Neighborhood Spotlight: The London Borough of Southwark
explore ancient cathedrals, shakespeare’s globe, and a world-famous market, all within one incredible neighborhood.
By Sarah Bennett, Muhlenberg College
It has been a crazy, whirlwind two weeks since I arrived in London! With a whole new city to explore, I’ve barely sat still long enough to pour a cup of tea – a blasphemous confession coming from a tea-lover who’s just arrived in one of the most enthusiastic tea-loving countries in the world. Still, I’ve loved every second of these busy last two weeks, filling each day with sightseeing trips to London’s famed spots, visits to little neighborhood cafes and shops, and nights out with new friends from all around the world.
Over the last few days, I’ve discovered several amazing places, but one of the first I found – and can’t wait to revisit – is Southwark, a neighborhood that lies right on the River Thames. I didn’t know much about the area at first, but after hearing that it housed Borough Market, one of the best food markets in the country, my friends and I (immediately) decided to hop on the Underground and see what we could find.
As it turns out, we should have taken a second to check the details. By the time we arrived, the bulk of the market had already closed. However, we were far from disappointed with what was left. As soon as we entered, we were met by the enticing aroma of curries and spices, interspersed here and there with the smell of baked goods and roasted nuts. About a dozen stands were still open, catering to all of those hungry latecomers (including us) who had missed the main event. Our noses led us from stall to stall as we attempted to decide between spicy rice noodles and falafels and curious-looking coconut pancakes. Eventually, we all settled on something different, sampling each other’s to get a little taste of everything.
After we had eaten and spent a sufficient amount of time oggling the desserts, we set off to explore the surrounding area. We soon stumbled upon the majestic Southwark Cathedral, an ancient building that has served as a place of worship for over 1,000 years. Upon entering, we were taken with the building’s beautiful arches and stained glass windows, my favorites depicting scenes from Shakespearian plays. Apparently, Shakespeare and his brother, Edmund, had been among the cathedral’s famous visitors. There is a statue there in honor of the playwright, featuring him in a reclined position with a pen at the ready.

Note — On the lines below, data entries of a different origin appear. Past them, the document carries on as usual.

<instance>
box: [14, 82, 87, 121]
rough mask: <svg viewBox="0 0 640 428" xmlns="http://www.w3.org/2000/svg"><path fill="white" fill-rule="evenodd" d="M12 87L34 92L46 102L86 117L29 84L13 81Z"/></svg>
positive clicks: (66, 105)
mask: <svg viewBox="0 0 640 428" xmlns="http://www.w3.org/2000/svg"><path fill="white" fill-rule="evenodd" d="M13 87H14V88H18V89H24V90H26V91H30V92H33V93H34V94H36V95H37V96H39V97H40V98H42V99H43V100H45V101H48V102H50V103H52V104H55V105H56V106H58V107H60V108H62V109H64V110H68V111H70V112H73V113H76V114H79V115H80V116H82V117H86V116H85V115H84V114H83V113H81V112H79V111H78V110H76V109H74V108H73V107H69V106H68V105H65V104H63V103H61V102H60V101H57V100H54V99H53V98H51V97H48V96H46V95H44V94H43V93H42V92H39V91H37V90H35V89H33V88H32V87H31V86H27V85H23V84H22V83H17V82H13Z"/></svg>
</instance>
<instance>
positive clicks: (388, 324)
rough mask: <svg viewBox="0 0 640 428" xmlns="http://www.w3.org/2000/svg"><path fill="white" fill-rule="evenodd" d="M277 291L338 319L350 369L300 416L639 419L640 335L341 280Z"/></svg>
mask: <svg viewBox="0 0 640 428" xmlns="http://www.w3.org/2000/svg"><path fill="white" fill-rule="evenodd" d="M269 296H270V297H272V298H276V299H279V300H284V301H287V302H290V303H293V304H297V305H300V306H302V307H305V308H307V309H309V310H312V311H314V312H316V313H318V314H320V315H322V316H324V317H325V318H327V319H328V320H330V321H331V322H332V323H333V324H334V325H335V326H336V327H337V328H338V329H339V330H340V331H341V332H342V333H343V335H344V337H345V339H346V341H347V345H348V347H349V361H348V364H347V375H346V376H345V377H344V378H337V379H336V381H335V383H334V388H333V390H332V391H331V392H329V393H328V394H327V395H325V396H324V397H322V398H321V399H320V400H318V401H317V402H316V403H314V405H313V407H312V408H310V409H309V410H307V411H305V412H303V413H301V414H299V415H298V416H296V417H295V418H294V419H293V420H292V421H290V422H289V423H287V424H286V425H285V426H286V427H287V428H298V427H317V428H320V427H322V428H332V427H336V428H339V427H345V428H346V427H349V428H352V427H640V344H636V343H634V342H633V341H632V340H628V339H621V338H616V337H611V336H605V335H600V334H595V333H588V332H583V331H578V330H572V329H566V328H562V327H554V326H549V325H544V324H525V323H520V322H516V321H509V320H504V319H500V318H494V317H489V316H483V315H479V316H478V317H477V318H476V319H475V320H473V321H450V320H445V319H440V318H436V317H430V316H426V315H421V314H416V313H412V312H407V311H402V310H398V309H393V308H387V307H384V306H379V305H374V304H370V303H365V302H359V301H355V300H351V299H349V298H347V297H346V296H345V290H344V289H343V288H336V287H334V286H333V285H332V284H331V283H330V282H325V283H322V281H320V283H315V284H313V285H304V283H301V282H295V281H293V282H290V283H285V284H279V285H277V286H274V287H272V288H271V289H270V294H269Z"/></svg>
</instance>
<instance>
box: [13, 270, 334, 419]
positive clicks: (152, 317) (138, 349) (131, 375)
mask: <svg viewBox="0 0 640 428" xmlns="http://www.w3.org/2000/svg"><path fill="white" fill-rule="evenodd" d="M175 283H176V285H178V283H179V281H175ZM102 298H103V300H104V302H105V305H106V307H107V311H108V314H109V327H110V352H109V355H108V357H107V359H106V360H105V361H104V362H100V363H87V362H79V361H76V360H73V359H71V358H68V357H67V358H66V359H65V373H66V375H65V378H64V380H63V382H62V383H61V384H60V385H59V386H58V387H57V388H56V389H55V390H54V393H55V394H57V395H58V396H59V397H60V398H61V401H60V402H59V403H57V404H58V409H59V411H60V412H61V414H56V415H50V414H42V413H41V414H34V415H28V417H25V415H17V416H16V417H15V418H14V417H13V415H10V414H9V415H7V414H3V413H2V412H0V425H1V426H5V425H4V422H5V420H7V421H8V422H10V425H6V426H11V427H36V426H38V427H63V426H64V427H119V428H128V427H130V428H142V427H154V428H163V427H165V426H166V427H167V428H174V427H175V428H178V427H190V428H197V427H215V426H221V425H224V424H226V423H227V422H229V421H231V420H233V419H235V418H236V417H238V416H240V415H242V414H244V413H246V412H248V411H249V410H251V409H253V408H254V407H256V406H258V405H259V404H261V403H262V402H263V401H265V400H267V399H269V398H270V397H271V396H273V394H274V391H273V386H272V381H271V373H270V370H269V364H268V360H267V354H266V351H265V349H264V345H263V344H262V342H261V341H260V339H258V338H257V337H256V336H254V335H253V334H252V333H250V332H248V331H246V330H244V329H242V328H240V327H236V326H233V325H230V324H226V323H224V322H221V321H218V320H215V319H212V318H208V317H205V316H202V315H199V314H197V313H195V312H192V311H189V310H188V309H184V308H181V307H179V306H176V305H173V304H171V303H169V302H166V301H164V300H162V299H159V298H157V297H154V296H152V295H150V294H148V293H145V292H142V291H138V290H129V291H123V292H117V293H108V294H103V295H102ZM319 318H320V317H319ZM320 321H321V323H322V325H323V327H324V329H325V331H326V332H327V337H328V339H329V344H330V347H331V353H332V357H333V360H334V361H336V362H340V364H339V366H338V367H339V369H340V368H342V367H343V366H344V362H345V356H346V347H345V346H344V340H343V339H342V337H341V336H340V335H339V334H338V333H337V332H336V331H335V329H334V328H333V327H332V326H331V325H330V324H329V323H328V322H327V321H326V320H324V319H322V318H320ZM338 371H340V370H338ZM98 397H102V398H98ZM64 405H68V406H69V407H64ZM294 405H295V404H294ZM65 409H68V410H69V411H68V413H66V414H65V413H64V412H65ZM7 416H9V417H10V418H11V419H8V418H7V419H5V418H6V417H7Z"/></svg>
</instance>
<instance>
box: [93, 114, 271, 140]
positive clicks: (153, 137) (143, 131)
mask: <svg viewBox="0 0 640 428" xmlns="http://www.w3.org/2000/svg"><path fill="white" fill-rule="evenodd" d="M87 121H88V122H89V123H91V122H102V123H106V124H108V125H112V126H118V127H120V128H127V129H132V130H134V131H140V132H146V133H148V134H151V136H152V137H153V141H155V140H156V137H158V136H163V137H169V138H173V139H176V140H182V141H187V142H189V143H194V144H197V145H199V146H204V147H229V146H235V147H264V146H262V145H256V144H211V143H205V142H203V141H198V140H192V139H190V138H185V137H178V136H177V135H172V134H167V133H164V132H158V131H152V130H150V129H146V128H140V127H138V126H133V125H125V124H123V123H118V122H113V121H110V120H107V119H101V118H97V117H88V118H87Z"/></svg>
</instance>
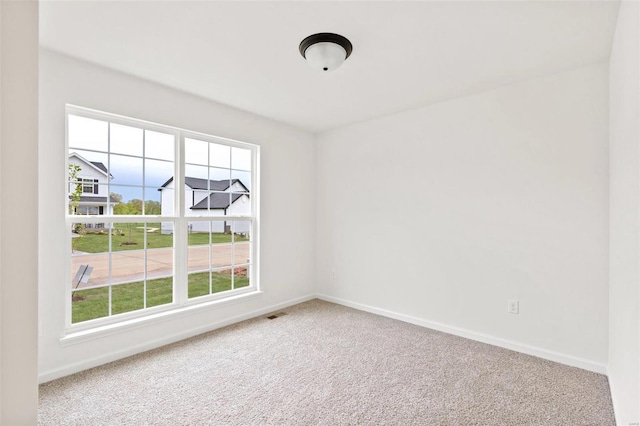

I’m an English major and a Shakespeare nerd, so I loved finding this little piece of history. However, a far better one lay just around the corner from the cathedral… Shakespeare’s Globe! The original Globe Theatre was built in 1559, burned down in 1613, rebuilt in 1614, and then destroyed once again thirty years later. While the current reconstruction wasn’t completed until 1997, it was designed to be a completely faithful replica.
I didn’t get a chance to go inside the theater, but I did buy tickets to see an upcoming production of Macbeth. The tickets were only five pounds, with the trade-off being you watch the show from the Standing Yard. In Shakespeare’s time, people who watched from this position were called groundlings, and threw rotten fruits and vegetables at the characters they didn’t like. While it was a common practice back in the day, I’m pretty sure the actors aren’t too keen on its happening anymore. Still, I guess I’ll find out in a couple of weeks!
When we left the Globe, we crossed the Thames by walking along the Millennium Bridge, which is perhaps most famous among our generation for its cameo in Harry Potter and the Half-Blood Prince. The bridge led us right to St. Paul’s Cathedral, a massive building that dates back to the late 17th century. After a long day of exploring, the massive steps leading up to the cathedral (not to mention the 530 extra ones inside) seemed a bit daunting, so we decided to hold off on entering. When we went back a few days later, we spent hours walking around the crypts down below, staring at the beautiful paintings at the top of the dome, and pressing our ears up to the walls of the Whispering Galley, where you can whisper into the wall and be heard from across the room. We walked all the way up the tall, narrow staircase (I’ll repeat: 530 steps) to get to the very top of the dome, giving us an incredible view of London.
The first time I visited Southwark, I didn’t realize that it was such a famous neighborhood with so many landmarks. All I knew was that it had a good food market – which is more than enough reason to make a trip if you ask me. Honestly, I think the fact that I didn’t know what to expect was what made my first visit so exciting. We had no idea what we were going to find, and every time we turned a corner and found something new – the Globe, an ancient cathedral, a famous bridge from Harry Potter – I mean, British history – we were completely surprised and delighted.
I’m definitely not finished with this area yet. I’ll be back soon enough to see Macbeth at the Globe, and I can’t wait to see Borough Market when it’s in its full swing. Besides, I could easily go for another round of coconut pancakes.